A man borrowed RM 5000 from a bank on 1 january 2006. On the last day each month, compound interest at the rate of 1.2% per month on the amount he owned is added. The man repays the debt in 24 equal installments made on the first day of each month the first installment being paid on 1 Febuary 2006. Find the amount of each installment.

To solve this problem, we can break it down into smaller steps and calculations.

Step 1: Calculate the total amount owed after 24 installments.
- The man borrowed RM 5000 from the bank.
- The interest rate is 1.2% per month.
- The loan will be repaid in 24 equal installments.
- The first installment was paid on 1 February 2006.

To find the total amount owed after 24 installments, we need to calculate the accumulated compound interest on the original loan amount.

Step 2: Calculate the compound interest for each month.
- The compound interest formula is A = P(1 + r/n)^(nt), where A is the final amount, P is the principal (loan amount), r is the interest rate, n is the number of times interest is compounded per year, and t is the number of years.
- In this case, the interest is compounded monthly, so n = 12 (12 months in a year).
- The interest rate is 1.2% per month, so r = 0.012.
- The loan was taken on 1 January 2006, and the repayments end on 1 January 2008 (24 installments over 2 years).
- Therefore, t = 2.

Step 3: Calculate the total amount owed.
- After 24 months, the accumulated compound interest on the original loan amount will be added to the loan amount.
- This will give us the total amount owed after 24 installments.

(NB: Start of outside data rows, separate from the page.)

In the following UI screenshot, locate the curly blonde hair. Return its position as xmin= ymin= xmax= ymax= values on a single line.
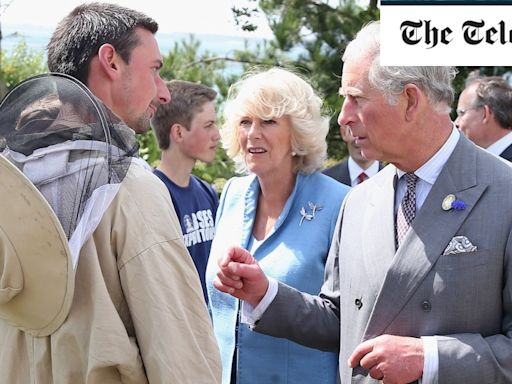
xmin=221 ymin=68 xmax=329 ymax=173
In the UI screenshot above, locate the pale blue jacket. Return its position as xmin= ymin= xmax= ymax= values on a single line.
xmin=206 ymin=172 xmax=349 ymax=384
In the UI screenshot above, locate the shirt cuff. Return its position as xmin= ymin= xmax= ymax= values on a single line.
xmin=241 ymin=277 xmax=278 ymax=327
xmin=420 ymin=336 xmax=439 ymax=384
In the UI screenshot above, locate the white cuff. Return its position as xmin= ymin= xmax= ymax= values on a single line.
xmin=241 ymin=277 xmax=278 ymax=326
xmin=420 ymin=336 xmax=439 ymax=384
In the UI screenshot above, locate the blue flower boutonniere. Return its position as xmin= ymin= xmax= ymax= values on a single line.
xmin=441 ymin=194 xmax=467 ymax=211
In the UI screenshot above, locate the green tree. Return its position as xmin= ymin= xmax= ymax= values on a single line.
xmin=0 ymin=40 xmax=47 ymax=97
xmin=233 ymin=0 xmax=379 ymax=159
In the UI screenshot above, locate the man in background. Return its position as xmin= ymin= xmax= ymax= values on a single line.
xmin=0 ymin=3 xmax=221 ymax=384
xmin=455 ymin=77 xmax=512 ymax=161
xmin=323 ymin=125 xmax=382 ymax=187
xmin=151 ymin=80 xmax=220 ymax=301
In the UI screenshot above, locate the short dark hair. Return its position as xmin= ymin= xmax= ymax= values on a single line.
xmin=151 ymin=80 xmax=217 ymax=149
xmin=47 ymin=3 xmax=158 ymax=84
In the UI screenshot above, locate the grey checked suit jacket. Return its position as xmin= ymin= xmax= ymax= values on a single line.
xmin=255 ymin=136 xmax=512 ymax=384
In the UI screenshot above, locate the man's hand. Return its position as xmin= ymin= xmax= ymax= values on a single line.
xmin=213 ymin=247 xmax=268 ymax=307
xmin=348 ymin=335 xmax=424 ymax=384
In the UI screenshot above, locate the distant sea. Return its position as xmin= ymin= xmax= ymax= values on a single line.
xmin=1 ymin=24 xmax=264 ymax=62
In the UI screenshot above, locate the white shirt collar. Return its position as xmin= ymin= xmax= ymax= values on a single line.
xmin=487 ymin=131 xmax=512 ymax=156
xmin=348 ymin=156 xmax=379 ymax=186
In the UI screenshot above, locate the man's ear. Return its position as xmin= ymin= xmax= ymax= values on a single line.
xmin=483 ymin=105 xmax=494 ymax=123
xmin=169 ymin=123 xmax=185 ymax=143
xmin=98 ymin=44 xmax=121 ymax=78
xmin=404 ymin=84 xmax=425 ymax=121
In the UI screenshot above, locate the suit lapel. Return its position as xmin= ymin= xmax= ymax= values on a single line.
xmin=362 ymin=166 xmax=396 ymax=292
xmin=339 ymin=159 xmax=352 ymax=187
xmin=500 ymin=145 xmax=512 ymax=161
xmin=364 ymin=136 xmax=487 ymax=339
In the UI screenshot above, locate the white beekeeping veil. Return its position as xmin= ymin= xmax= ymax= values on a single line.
xmin=0 ymin=73 xmax=138 ymax=267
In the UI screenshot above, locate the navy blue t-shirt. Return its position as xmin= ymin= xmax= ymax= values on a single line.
xmin=153 ymin=169 xmax=219 ymax=303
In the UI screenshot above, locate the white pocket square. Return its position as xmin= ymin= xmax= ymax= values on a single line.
xmin=443 ymin=236 xmax=477 ymax=255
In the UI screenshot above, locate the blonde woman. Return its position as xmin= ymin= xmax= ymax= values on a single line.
xmin=207 ymin=68 xmax=348 ymax=384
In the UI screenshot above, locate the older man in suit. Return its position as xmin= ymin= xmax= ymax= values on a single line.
xmin=322 ymin=125 xmax=382 ymax=187
xmin=214 ymin=23 xmax=512 ymax=384
xmin=455 ymin=77 xmax=512 ymax=161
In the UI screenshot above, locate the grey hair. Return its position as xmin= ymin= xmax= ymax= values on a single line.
xmin=221 ymin=68 xmax=329 ymax=173
xmin=47 ymin=2 xmax=158 ymax=84
xmin=470 ymin=76 xmax=512 ymax=129
xmin=342 ymin=21 xmax=457 ymax=113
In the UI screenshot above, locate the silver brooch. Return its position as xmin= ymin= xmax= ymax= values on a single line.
xmin=299 ymin=201 xmax=323 ymax=225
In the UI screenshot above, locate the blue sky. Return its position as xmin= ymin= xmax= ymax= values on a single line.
xmin=0 ymin=0 xmax=272 ymax=37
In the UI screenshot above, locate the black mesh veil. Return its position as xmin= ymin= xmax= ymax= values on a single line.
xmin=0 ymin=73 xmax=138 ymax=243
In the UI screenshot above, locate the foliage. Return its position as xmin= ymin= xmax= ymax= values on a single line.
xmin=0 ymin=40 xmax=47 ymax=97
xmin=234 ymin=0 xmax=379 ymax=159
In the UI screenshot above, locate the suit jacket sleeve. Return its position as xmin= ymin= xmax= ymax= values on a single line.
xmin=437 ymin=228 xmax=512 ymax=384
xmin=253 ymin=202 xmax=343 ymax=351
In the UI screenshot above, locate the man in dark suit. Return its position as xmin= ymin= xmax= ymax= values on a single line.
xmin=323 ymin=125 xmax=382 ymax=187
xmin=214 ymin=23 xmax=512 ymax=384
xmin=455 ymin=77 xmax=512 ymax=161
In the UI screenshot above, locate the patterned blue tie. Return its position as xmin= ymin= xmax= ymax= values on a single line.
xmin=396 ymin=173 xmax=418 ymax=248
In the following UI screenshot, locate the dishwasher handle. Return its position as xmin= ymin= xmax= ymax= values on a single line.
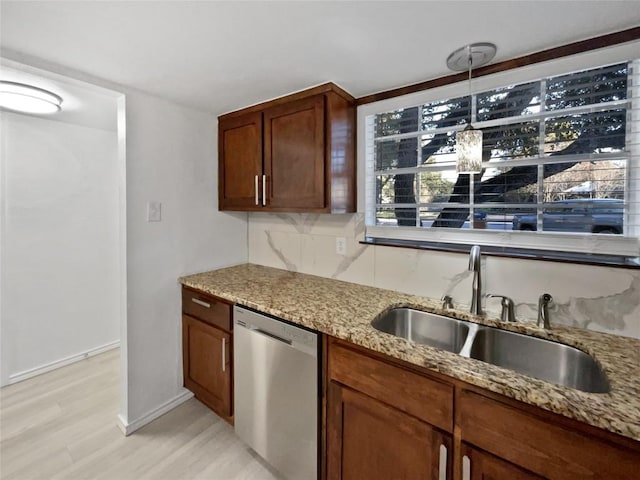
xmin=252 ymin=327 xmax=293 ymax=345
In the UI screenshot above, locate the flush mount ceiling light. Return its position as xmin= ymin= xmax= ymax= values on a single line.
xmin=0 ymin=80 xmax=62 ymax=113
xmin=447 ymin=43 xmax=496 ymax=173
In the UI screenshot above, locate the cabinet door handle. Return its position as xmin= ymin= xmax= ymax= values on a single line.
xmin=256 ymin=175 xmax=260 ymax=205
xmin=438 ymin=444 xmax=447 ymax=480
xmin=462 ymin=455 xmax=471 ymax=480
xmin=222 ymin=337 xmax=227 ymax=372
xmin=191 ymin=298 xmax=211 ymax=308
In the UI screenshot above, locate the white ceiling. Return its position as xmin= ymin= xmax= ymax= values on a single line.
xmin=0 ymin=0 xmax=640 ymax=114
xmin=0 ymin=59 xmax=118 ymax=131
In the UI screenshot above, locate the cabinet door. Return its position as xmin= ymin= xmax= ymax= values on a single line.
xmin=264 ymin=95 xmax=326 ymax=209
xmin=327 ymin=382 xmax=451 ymax=480
xmin=218 ymin=112 xmax=262 ymax=210
xmin=182 ymin=315 xmax=232 ymax=420
xmin=461 ymin=444 xmax=544 ymax=480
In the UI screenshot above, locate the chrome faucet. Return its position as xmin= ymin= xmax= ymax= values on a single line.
xmin=538 ymin=293 xmax=553 ymax=330
xmin=469 ymin=245 xmax=482 ymax=315
xmin=487 ymin=293 xmax=516 ymax=322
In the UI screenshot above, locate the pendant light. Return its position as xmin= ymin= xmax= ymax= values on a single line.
xmin=0 ymin=80 xmax=62 ymax=114
xmin=447 ymin=43 xmax=496 ymax=173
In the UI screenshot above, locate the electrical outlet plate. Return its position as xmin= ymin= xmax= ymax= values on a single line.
xmin=147 ymin=202 xmax=162 ymax=222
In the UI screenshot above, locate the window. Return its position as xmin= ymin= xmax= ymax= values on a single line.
xmin=361 ymin=45 xmax=640 ymax=256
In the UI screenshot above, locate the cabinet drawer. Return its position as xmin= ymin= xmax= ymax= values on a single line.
xmin=457 ymin=390 xmax=640 ymax=480
xmin=329 ymin=343 xmax=453 ymax=432
xmin=182 ymin=288 xmax=231 ymax=331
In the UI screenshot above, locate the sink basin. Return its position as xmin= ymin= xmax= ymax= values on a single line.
xmin=371 ymin=308 xmax=609 ymax=393
xmin=469 ymin=327 xmax=609 ymax=393
xmin=371 ymin=308 xmax=470 ymax=353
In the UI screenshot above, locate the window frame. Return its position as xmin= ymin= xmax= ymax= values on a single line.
xmin=357 ymin=41 xmax=640 ymax=257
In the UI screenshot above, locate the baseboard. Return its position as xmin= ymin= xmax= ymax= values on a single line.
xmin=7 ymin=340 xmax=120 ymax=385
xmin=118 ymin=389 xmax=193 ymax=436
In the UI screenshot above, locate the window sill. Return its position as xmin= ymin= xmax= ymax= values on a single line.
xmin=360 ymin=237 xmax=640 ymax=269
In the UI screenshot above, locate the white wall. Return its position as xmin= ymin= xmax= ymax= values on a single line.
xmin=2 ymin=51 xmax=247 ymax=433
xmin=249 ymin=213 xmax=640 ymax=338
xmin=0 ymin=112 xmax=120 ymax=385
xmin=122 ymin=93 xmax=247 ymax=428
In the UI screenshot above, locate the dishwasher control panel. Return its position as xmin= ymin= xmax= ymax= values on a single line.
xmin=233 ymin=305 xmax=318 ymax=355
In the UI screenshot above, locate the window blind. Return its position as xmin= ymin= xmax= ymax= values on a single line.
xmin=365 ymin=55 xmax=640 ymax=256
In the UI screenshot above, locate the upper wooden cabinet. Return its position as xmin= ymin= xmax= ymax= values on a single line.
xmin=218 ymin=83 xmax=356 ymax=213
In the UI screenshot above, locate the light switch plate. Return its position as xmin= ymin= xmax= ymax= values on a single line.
xmin=147 ymin=202 xmax=162 ymax=222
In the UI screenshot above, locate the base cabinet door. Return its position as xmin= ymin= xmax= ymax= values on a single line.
xmin=462 ymin=443 xmax=544 ymax=480
xmin=182 ymin=315 xmax=232 ymax=419
xmin=327 ymin=382 xmax=451 ymax=480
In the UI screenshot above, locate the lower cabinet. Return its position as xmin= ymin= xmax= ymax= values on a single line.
xmin=461 ymin=443 xmax=544 ymax=480
xmin=182 ymin=287 xmax=233 ymax=424
xmin=182 ymin=315 xmax=232 ymax=421
xmin=182 ymin=315 xmax=231 ymax=419
xmin=327 ymin=382 xmax=451 ymax=480
xmin=325 ymin=338 xmax=640 ymax=480
xmin=326 ymin=343 xmax=453 ymax=480
xmin=456 ymin=387 xmax=640 ymax=480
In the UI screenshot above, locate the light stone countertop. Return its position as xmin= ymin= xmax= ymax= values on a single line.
xmin=179 ymin=264 xmax=640 ymax=441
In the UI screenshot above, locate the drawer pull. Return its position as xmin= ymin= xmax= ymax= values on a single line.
xmin=462 ymin=455 xmax=471 ymax=480
xmin=438 ymin=444 xmax=447 ymax=480
xmin=191 ymin=298 xmax=211 ymax=308
xmin=222 ymin=337 xmax=227 ymax=372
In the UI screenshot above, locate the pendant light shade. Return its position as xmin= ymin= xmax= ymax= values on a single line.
xmin=456 ymin=124 xmax=482 ymax=173
xmin=0 ymin=80 xmax=62 ymax=114
xmin=447 ymin=43 xmax=496 ymax=173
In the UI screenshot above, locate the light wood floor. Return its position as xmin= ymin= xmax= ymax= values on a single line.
xmin=0 ymin=350 xmax=277 ymax=480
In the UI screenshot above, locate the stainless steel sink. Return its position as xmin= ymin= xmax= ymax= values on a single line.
xmin=371 ymin=308 xmax=609 ymax=393
xmin=469 ymin=327 xmax=609 ymax=393
xmin=371 ymin=308 xmax=469 ymax=353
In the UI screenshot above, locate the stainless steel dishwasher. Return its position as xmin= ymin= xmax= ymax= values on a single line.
xmin=233 ymin=306 xmax=319 ymax=480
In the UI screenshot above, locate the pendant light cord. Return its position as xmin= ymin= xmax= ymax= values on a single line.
xmin=467 ymin=45 xmax=473 ymax=126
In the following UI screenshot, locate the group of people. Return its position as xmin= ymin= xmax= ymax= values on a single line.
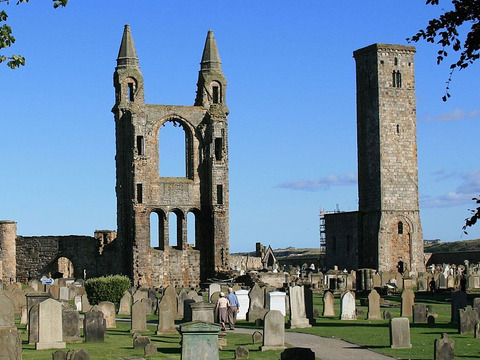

Now, let's calculate the compound interest for each month:

Month 1: February 2006
- Principal (P) = RM 5000
- Interest rate (r) = 0.012
- Number of compounding periods (n) = 12
- Time (t) = 2/12 = 1/6 (since there are 12 months in a year)

Using the compound interest formula, we can calculate the amount after 1 month:
A(1) = 5000(1 + 0.012/12)^(12*(1/6))

Month 2: March 2006
- Principal (P) = A(1) (amount after 1 month)
- Interest rate (r) = 0.012
- Number of compounding periods (n) = 12
- Time (t) = 1/6 - 1/12 = 1/12 (since there are 12 months in a year, and we have already completed 1 month)

Using the compound interest formula, we can calculate the amount after 2 months:
A(2) = A(1)(1 + 0.012/12)^(12*(1/12))

Repeat this process for each month until the 24th month.

Step 4: Calculate the amount of each installment.
- Divide the total amount owed after 24 installments by 24 to find the amount of each installment.

By following these steps, you can find the amount of each installment.